In that memo, written to former Illinois Environmental Protection Agency Director Michael Chamness, Luke indicated it was the opinion of the Attorney General’s office that Illinois state law does not allow a governor to simply extend his use of emergency powers for as long as the governor believes is necessary.

The Illinois Emergency Management Act “clearly authorizes the Governor to exercise emergency powers for up to 30 days,” Luke wrote in the memo.

However, to allow an Illinois governor to simply continue to extend those emergency provisions, at whim, “would render the limitation clause meaningless,” Luke wrote.

“A more reasonable construction, taking into consideration the other provisions of the (IEMA law), is that the Governor would be required to seek legislative approval for the exercise of extraordinary measures extending beyond 30 days.”

In the new court filing, Bailey asserts Pritzker and Raoul had an obligation to disclose the existence of this opinion, but have not.

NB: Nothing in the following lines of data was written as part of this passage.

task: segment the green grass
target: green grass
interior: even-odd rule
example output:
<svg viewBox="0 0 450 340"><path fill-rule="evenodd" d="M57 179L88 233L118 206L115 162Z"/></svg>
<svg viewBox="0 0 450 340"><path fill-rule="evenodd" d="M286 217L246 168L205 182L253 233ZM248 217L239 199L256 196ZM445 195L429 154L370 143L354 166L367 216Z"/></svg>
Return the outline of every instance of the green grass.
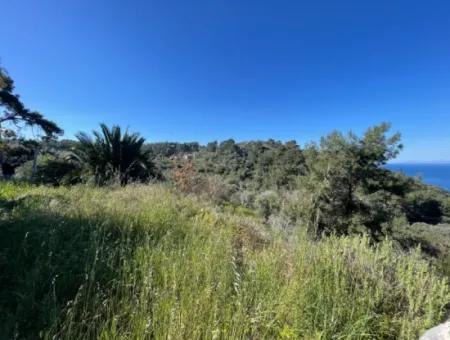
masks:
<svg viewBox="0 0 450 340"><path fill-rule="evenodd" d="M0 204L2 201L17 198L21 194L29 192L31 186L26 183L0 182Z"/></svg>
<svg viewBox="0 0 450 340"><path fill-rule="evenodd" d="M0 184L17 196L0 212L4 338L414 339L450 301L419 251L286 238L164 186Z"/></svg>

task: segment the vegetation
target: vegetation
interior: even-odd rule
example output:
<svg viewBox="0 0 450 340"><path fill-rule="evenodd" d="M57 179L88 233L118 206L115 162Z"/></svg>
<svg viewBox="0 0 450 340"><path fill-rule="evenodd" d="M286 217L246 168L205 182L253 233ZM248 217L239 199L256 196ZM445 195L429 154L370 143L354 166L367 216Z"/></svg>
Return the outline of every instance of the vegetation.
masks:
<svg viewBox="0 0 450 340"><path fill-rule="evenodd" d="M295 141L209 143L194 163L200 173L221 175L251 190L292 187L305 173L303 153Z"/></svg>
<svg viewBox="0 0 450 340"><path fill-rule="evenodd" d="M2 67L0 67L0 108L3 109L0 113L0 177L9 177L17 166L14 157L17 157L17 151L22 155L23 151L30 154L25 146L33 144L23 143L22 139L17 138L15 130L24 126L37 127L44 131L46 138L62 135L63 130L39 112L25 107L19 95L14 94L14 81ZM18 145L24 147L20 148ZM32 153L36 157L38 149L34 148Z"/></svg>
<svg viewBox="0 0 450 340"><path fill-rule="evenodd" d="M120 127L112 129L101 124L101 133L94 131L94 138L80 132L76 158L93 175L95 183L105 185L117 180L126 185L129 180L145 179L152 175L152 164L142 151L145 139L139 134L123 135Z"/></svg>
<svg viewBox="0 0 450 340"><path fill-rule="evenodd" d="M58 140L13 90L1 70L5 338L413 339L446 314L450 194L384 167L388 124L303 148Z"/></svg>
<svg viewBox="0 0 450 340"><path fill-rule="evenodd" d="M37 126L47 135L62 134L63 130L54 122L45 119L42 114L25 107L17 94L14 94L14 81L5 69L0 68L0 106L4 108L0 115L0 126L5 123Z"/></svg>
<svg viewBox="0 0 450 340"><path fill-rule="evenodd" d="M411 339L450 299L391 241L286 239L161 185L3 186L7 337Z"/></svg>

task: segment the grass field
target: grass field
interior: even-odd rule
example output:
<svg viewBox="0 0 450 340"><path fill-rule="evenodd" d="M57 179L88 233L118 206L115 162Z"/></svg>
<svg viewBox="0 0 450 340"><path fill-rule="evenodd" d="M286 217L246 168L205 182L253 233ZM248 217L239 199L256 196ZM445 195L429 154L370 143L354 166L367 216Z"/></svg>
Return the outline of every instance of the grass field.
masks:
<svg viewBox="0 0 450 340"><path fill-rule="evenodd" d="M0 184L0 334L414 339L446 281L419 251L267 230L162 185Z"/></svg>

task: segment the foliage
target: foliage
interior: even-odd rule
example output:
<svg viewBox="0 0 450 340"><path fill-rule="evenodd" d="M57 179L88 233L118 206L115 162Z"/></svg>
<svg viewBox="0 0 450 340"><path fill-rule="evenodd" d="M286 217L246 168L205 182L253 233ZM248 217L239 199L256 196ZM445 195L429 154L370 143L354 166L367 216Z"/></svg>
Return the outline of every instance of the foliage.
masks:
<svg viewBox="0 0 450 340"><path fill-rule="evenodd" d="M255 207L265 219L268 219L271 214L279 210L280 197L276 191L264 191L256 196Z"/></svg>
<svg viewBox="0 0 450 340"><path fill-rule="evenodd" d="M0 163L3 178L11 178L16 168L33 159L35 150L38 147L39 143L37 141L17 138L15 135L10 138L3 138L0 141L0 153L2 154Z"/></svg>
<svg viewBox="0 0 450 340"><path fill-rule="evenodd" d="M297 143L268 140L210 143L194 159L198 171L225 177L253 190L289 187L304 173L304 158Z"/></svg>
<svg viewBox="0 0 450 340"><path fill-rule="evenodd" d="M70 185L81 181L82 169L77 162L69 159L70 155L53 156L44 154L37 157L36 169L33 173L33 161L21 165L15 174L19 180L30 180L33 183L49 185Z"/></svg>
<svg viewBox="0 0 450 340"><path fill-rule="evenodd" d="M195 186L199 179L192 163L189 162L173 170L172 181L183 192L195 192Z"/></svg>
<svg viewBox="0 0 450 340"><path fill-rule="evenodd" d="M279 218L290 226L306 226L315 236L369 232L380 239L391 232L398 218L406 217L410 223L450 221L448 193L383 167L401 149L399 135L388 136L388 129L388 124L381 124L362 137L334 132L319 145L304 149L294 141L274 140L236 143L230 139L201 146L195 142L143 144L135 136L135 141L110 143L110 138L121 137L108 130L109 137L103 131L93 139L81 134L83 142L50 139L25 148L28 142L22 141L18 145L23 147L17 148L22 151L10 152L8 162L17 167L36 159L37 148L42 155L37 163L43 155L54 159L47 162L48 167L37 164L35 172L40 173L32 177L40 183L70 184L81 178L100 185L124 185L130 179L155 177L215 203L256 209L266 220L283 210ZM136 145L124 151L123 142ZM74 150L78 150L76 159L61 156ZM183 175L186 163L191 173ZM28 163L23 168L30 167ZM261 209L256 198L265 191L276 192L281 208Z"/></svg>
<svg viewBox="0 0 450 340"><path fill-rule="evenodd" d="M117 180L125 185L153 175L148 152L142 151L144 138L128 131L122 134L118 126L100 127L101 132L93 131L94 139L83 132L77 134L77 159L90 170L96 184Z"/></svg>
<svg viewBox="0 0 450 340"><path fill-rule="evenodd" d="M440 223L445 217L447 202L448 195L439 189L418 185L416 190L406 195L408 220L411 223Z"/></svg>
<svg viewBox="0 0 450 340"><path fill-rule="evenodd" d="M2 68L0 108L0 174L22 182L0 182L2 337L412 339L450 303L450 195L383 167L388 124L304 149L57 141Z"/></svg>
<svg viewBox="0 0 450 340"><path fill-rule="evenodd" d="M144 145L144 149L150 151L153 155L171 157L181 153L194 153L200 150L200 144L192 143L149 143Z"/></svg>
<svg viewBox="0 0 450 340"><path fill-rule="evenodd" d="M404 249L420 247L439 271L450 277L450 224L403 223L393 230L392 237Z"/></svg>
<svg viewBox="0 0 450 340"><path fill-rule="evenodd" d="M286 242L160 185L0 185L8 338L413 339L450 301L390 241Z"/></svg>
<svg viewBox="0 0 450 340"><path fill-rule="evenodd" d="M220 176L198 173L191 162L175 168L172 181L180 191L197 194L215 204L230 201L235 189Z"/></svg>
<svg viewBox="0 0 450 340"><path fill-rule="evenodd" d="M362 138L333 132L306 151L308 172L302 185L310 195L312 233L348 234L363 226L377 236L395 216L399 207L392 197L393 178L381 166L398 154L401 144L398 134L386 136L388 129L388 124L369 128Z"/></svg>
<svg viewBox="0 0 450 340"><path fill-rule="evenodd" d="M36 154L37 143L17 137L23 126L37 127L46 137L62 135L63 130L41 113L25 107L18 94L14 94L14 81L0 67L0 179L8 179L15 168ZM14 131L16 130L16 131Z"/></svg>
<svg viewBox="0 0 450 340"><path fill-rule="evenodd" d="M319 145L303 150L294 141L236 143L232 139L195 149L186 146L186 152L183 144L156 144L171 146L170 157L158 154L158 147L153 150L161 168L172 169L172 179L176 173L182 175L183 164L189 160L192 174L184 178L190 179L190 189L181 188L186 192L201 194L205 191L202 174L214 174L234 185L230 202L254 208L266 220L281 209L282 216L272 220L301 224L315 236L368 232L381 239L399 218L406 217L410 223L450 218L448 194L383 167L402 148L400 135L389 136L388 131L389 125L383 123L362 137L333 132ZM266 191L279 196L273 211L263 208L263 200L256 201Z"/></svg>
<svg viewBox="0 0 450 340"><path fill-rule="evenodd" d="M63 130L56 123L44 118L39 112L31 111L25 107L19 95L14 94L14 81L1 67L0 107L4 108L3 114L0 115L0 127L5 123L24 123L28 126L41 128L48 136L63 133Z"/></svg>

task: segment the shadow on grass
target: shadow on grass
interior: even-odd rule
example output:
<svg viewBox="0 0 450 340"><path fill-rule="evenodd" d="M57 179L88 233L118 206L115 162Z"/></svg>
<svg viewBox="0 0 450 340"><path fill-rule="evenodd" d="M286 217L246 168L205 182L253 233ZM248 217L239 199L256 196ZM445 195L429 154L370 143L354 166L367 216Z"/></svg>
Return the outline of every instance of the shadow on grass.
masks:
<svg viewBox="0 0 450 340"><path fill-rule="evenodd" d="M108 287L137 231L95 218L0 202L0 338L39 338L82 285ZM11 205L11 207L9 206ZM5 209L6 208L6 209ZM12 209L14 208L14 209Z"/></svg>

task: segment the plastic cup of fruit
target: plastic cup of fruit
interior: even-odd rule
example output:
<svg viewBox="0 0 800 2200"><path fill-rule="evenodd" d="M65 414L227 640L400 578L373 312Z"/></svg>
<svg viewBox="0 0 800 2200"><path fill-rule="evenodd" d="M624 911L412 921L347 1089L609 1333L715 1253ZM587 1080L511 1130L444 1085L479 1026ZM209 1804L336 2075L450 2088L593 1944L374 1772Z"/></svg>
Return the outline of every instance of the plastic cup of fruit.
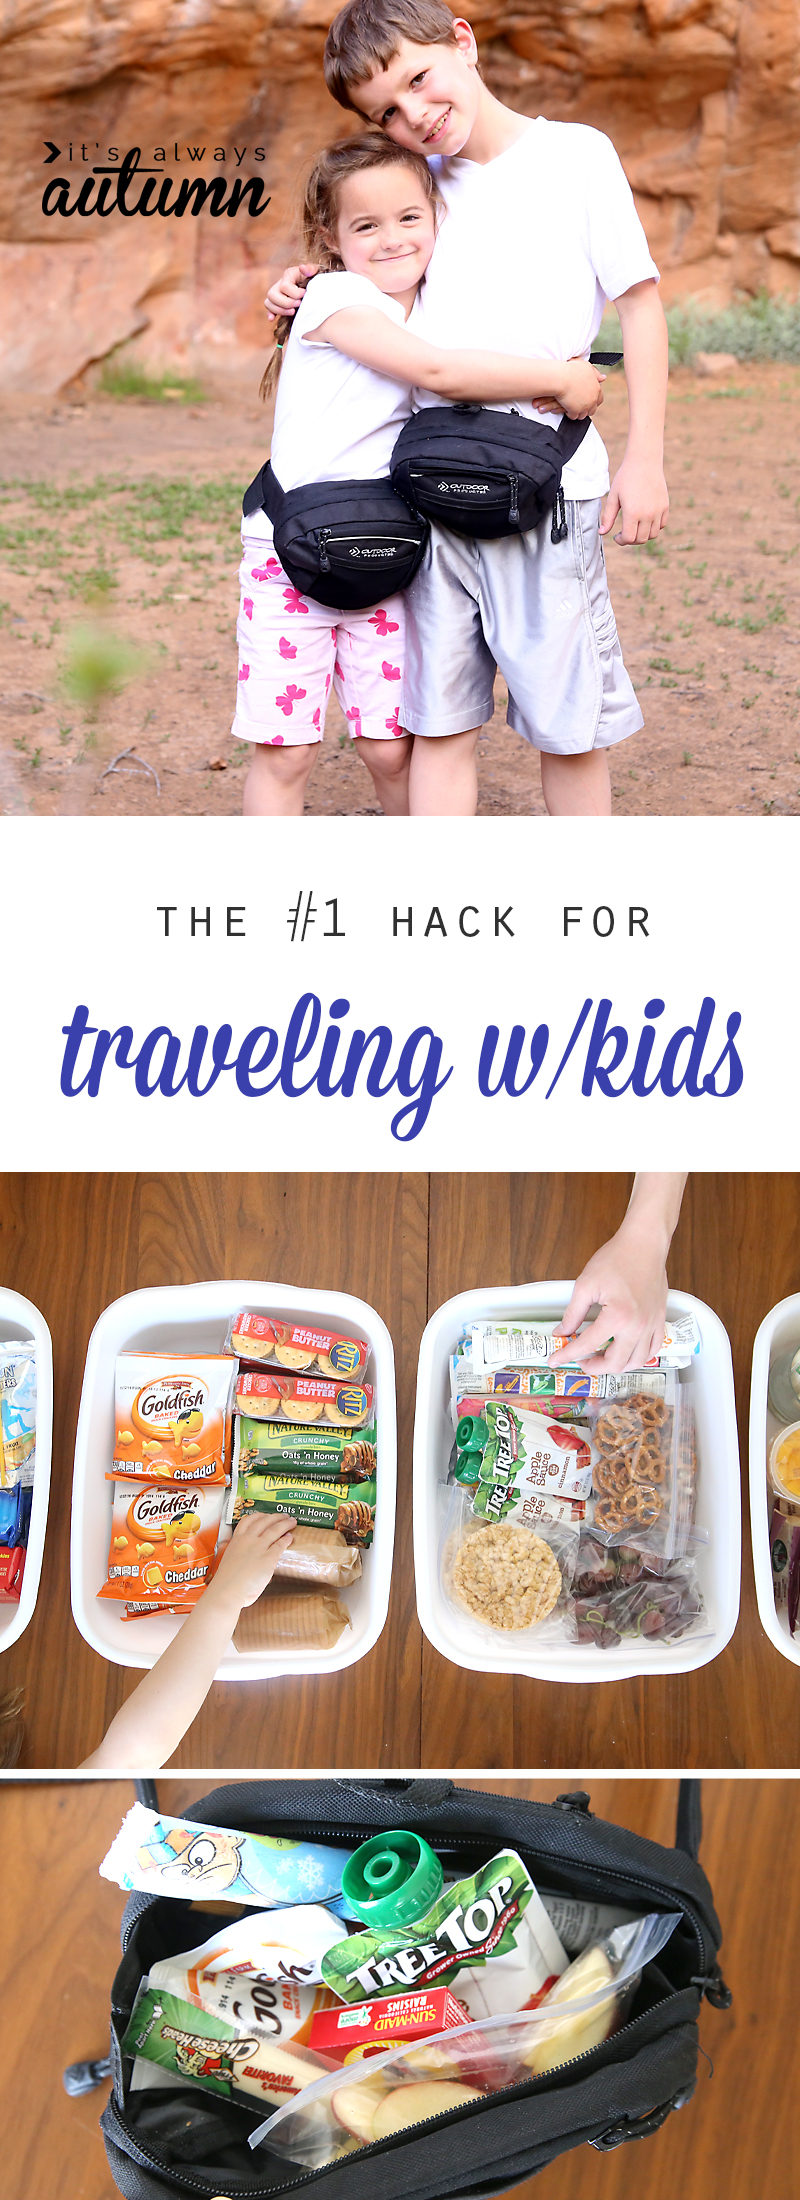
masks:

“This Attorney General opinion lays bare the overreach of the executive branch being perpetrated by this gamesmanship,” Bailey asserts.

Bailey’s new filing further asserts the governor has violated state law in extending his emergency powers. He said the sole authority to close businesses and impose stay at home orders rests with the Illinois Department of Public Health, and that business owners and Illinois residents have due process rights to challenge those orders, and force the state Health Department or county health departments to obtain court orders forcing them to close or restrict their movements.

Bailey said the governor has exercised authority that doesn’t belong to him under state law, and has violated Illinoisans’ rights.

He is seeking a court injunction barring Pritzker from enforcing the stay at home order and other COVID-19-related executive orders.

Bailey is represented in the action by attorneys Tom DeVore  and Erik Hyam, of the DeVore Law Offices LLC, of Greenville.